Mary L’Abbé, Professor, Department of Nutritional Sciences, Temerty Faculty of Medicine

Department of Nutritional Sciences, Temerty Faculty of Medicine
University of Toronto

Dr. L’Abbé is a Professor and former Chair, Department of Nutritional Sciences, Faculty of Medicine, University of Toronto, where she leads a research group on Food and Nutrition Policy for Population Health. She is an expert in public health nutrition, nutrition policy, and food and nutrition regulations and in 2018 was named to the Order of Canada and in 2020 was named one of the inaugural Fellows of the CNS-SCN. Her research examines the nutritional quality of the Canadian food supply, nutrient profiling methods, dietary intake patterns, and consumer research on food choices related to obesity and chronic disease. Professor L’Abbé has authored over 285 peer-reviewed scientific publications, book chapters and government reports. She was co-chair of the Canadian Trans Fat Task Force, Chair/Vice-Chair Canadian Sodium Working Group and is a member of several WHO committees, chairs the PAHO Technical Advisory Group on Sodium and was a member of the US National Academies Panel on Global Harmonization of DRIs. She is the Director of the WHO Collaborating Centre on Nutrition Policy for NCD Prevention and one of the founding members of INFORMAS (International Network for Food and Obesity/Non-communicable Diseases Research, Monitoring and Action Support).

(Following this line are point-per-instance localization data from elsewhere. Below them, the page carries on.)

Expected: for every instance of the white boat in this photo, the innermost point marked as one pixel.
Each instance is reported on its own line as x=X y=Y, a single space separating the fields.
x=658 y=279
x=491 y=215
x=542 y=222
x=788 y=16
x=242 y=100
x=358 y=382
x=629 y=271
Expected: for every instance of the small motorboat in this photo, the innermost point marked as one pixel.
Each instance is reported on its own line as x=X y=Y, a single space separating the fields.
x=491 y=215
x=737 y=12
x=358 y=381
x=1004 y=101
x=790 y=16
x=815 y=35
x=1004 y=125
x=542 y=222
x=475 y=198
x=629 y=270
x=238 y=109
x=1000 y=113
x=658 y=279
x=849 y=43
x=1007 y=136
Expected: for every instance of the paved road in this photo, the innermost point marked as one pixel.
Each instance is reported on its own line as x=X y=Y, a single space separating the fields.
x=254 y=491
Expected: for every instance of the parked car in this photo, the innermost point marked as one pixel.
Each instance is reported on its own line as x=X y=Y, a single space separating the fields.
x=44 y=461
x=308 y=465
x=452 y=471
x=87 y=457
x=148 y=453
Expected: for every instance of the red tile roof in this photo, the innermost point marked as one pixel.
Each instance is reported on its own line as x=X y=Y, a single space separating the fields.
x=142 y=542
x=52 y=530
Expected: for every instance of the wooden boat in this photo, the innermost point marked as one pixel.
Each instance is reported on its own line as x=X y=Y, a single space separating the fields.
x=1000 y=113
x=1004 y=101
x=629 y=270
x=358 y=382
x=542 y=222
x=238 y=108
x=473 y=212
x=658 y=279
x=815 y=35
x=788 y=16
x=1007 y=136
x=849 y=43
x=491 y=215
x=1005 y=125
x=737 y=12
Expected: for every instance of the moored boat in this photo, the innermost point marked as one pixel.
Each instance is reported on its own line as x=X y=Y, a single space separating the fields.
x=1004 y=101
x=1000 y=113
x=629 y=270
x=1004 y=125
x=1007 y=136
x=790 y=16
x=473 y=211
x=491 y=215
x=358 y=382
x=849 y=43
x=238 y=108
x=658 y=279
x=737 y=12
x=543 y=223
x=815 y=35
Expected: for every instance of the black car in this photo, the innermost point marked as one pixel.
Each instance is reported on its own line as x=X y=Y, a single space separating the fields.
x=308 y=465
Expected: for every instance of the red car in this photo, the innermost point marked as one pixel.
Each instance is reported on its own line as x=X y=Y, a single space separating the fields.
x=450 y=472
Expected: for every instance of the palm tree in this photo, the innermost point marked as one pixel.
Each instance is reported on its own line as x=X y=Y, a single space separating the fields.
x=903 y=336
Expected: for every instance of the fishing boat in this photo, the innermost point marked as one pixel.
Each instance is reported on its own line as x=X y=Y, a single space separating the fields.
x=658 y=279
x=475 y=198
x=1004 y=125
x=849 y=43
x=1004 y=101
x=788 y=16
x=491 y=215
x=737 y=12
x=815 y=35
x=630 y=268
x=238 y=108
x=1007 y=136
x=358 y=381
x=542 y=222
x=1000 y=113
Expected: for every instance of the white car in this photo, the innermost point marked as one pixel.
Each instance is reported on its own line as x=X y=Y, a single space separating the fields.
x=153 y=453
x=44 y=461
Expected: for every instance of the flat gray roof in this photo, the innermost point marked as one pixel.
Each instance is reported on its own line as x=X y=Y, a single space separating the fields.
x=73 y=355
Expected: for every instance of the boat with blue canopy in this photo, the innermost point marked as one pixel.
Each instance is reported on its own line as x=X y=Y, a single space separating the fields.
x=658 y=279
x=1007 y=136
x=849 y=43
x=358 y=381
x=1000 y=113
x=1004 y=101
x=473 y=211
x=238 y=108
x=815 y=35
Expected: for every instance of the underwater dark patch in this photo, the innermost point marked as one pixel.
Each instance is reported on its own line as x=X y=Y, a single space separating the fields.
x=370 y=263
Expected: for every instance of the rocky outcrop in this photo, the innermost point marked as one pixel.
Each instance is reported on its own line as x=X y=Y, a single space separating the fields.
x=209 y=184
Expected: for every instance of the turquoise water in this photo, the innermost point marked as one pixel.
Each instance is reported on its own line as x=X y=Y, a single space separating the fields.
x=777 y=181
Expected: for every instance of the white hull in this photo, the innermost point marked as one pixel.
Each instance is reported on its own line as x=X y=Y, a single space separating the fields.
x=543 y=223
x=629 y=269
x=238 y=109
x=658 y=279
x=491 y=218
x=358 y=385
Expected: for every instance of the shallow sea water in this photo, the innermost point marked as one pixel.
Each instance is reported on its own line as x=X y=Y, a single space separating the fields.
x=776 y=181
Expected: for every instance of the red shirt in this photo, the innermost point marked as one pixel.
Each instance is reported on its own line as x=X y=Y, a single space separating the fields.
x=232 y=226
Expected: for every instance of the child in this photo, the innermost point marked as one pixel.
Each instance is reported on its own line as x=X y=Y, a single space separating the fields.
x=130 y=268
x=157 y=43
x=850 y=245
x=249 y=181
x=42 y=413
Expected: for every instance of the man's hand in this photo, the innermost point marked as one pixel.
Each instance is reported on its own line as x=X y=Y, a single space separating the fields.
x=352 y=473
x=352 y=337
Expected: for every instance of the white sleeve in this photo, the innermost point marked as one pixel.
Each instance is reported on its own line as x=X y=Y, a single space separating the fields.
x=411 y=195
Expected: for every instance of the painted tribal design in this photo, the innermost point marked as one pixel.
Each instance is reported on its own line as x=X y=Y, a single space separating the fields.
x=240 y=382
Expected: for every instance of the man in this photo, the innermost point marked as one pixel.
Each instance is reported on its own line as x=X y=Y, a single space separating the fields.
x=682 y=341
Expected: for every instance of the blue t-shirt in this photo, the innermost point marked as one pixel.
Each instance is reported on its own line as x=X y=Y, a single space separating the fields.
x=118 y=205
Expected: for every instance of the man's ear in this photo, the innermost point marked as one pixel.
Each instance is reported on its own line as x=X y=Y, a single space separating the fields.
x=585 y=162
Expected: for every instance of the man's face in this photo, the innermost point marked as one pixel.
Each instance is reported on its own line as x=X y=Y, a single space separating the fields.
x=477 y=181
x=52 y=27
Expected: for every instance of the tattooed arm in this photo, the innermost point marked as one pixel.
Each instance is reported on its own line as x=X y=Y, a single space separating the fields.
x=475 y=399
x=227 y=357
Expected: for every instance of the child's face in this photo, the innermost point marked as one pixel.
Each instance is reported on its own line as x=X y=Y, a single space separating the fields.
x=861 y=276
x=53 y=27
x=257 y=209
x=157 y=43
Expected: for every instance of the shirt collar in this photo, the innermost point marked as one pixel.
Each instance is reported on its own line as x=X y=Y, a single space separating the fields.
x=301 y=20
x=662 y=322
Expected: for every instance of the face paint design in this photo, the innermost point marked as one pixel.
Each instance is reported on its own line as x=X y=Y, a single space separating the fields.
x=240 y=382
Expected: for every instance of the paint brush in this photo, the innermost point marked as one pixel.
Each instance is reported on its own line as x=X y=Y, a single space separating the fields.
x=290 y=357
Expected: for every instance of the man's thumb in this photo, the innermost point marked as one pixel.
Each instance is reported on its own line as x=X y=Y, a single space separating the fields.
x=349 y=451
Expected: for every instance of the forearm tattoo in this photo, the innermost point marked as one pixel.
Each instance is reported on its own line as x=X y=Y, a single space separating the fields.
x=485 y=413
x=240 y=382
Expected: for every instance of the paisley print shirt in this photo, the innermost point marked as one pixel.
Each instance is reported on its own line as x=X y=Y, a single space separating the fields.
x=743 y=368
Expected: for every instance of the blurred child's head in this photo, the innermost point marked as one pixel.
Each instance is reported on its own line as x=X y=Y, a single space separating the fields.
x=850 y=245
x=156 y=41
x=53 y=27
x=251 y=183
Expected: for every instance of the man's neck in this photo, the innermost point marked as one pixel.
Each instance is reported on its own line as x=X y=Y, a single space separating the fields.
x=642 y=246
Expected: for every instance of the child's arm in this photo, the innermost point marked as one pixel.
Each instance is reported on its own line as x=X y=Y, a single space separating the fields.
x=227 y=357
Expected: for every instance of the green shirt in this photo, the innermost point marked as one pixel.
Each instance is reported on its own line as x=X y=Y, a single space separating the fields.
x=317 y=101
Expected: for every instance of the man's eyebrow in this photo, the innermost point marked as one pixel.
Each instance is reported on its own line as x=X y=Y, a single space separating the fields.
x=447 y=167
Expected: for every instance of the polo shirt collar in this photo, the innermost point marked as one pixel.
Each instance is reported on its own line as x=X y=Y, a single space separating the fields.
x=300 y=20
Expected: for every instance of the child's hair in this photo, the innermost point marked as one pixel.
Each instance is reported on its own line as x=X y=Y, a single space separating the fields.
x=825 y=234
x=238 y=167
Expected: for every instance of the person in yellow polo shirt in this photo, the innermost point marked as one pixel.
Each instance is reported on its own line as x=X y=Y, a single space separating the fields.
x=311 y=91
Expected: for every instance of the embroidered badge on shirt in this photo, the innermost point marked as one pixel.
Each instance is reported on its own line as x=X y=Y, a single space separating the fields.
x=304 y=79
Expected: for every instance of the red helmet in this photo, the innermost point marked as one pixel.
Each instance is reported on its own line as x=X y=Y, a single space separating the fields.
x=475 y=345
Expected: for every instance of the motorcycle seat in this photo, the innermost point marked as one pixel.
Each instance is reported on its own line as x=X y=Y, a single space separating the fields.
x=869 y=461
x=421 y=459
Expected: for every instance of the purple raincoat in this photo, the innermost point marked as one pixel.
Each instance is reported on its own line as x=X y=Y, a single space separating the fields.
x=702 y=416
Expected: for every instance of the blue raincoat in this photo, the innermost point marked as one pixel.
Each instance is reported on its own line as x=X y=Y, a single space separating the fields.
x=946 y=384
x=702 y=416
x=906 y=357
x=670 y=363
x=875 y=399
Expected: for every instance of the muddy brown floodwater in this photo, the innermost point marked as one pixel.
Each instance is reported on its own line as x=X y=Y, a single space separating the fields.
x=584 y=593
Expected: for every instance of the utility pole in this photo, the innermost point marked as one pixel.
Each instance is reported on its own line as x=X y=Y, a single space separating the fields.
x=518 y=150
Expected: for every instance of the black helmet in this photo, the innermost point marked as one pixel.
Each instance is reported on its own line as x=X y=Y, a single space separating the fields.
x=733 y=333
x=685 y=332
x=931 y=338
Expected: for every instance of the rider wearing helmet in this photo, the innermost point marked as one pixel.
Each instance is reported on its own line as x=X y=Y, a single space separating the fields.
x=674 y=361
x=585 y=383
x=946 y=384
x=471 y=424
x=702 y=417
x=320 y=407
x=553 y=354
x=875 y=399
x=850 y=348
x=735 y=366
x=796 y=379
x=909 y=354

To be a fly on the wall: analysis of stakeholder meetings and correspondence on the Healthy Eating Strategy

As part of their 2016 Healthy Eating Strategy (HES), Health Canada committed to “openness, transparency and meaningful engagement” with members of the public and interested stakeholders throughout the implementation of their strategy. As such, the details from all correspondence and meetings related to the HES that occurred between Health Canada and various stakeholders are available upon request in a public database. Now, almost 3 years post-implementation of the HES, the policies proposed in the HES have achieved differential levels of success. Given the competing interests of various stakeholder groups and the potential impact of the proposed policies, uncovering an explanation for their varied success is not straightforward. However, access to the openness and transparency database grants a unique lens by which to analyze the issues, supports and oppositions that occurred related to the HES. This symposium will therefore undertake a mixed-methods exploration of the extent, nature and content of the communications between Health Canada and various stakeholders related to the HES, with the goal of better understanding the differential outcomes of the HES policies. Learning objectives: 1. Provide an overview of the stakeholders who were corresponding with Health Canada and the nature of their communications regarding the HES 2. Facilitate a critical discussion on the influence of various stakeholder groups on the implementation of the HES policies 3. Understand potential reasons behind the differential success of the HES policies 4. Generate a knowledge base to help ensure the successful implementation of similar policies in the future.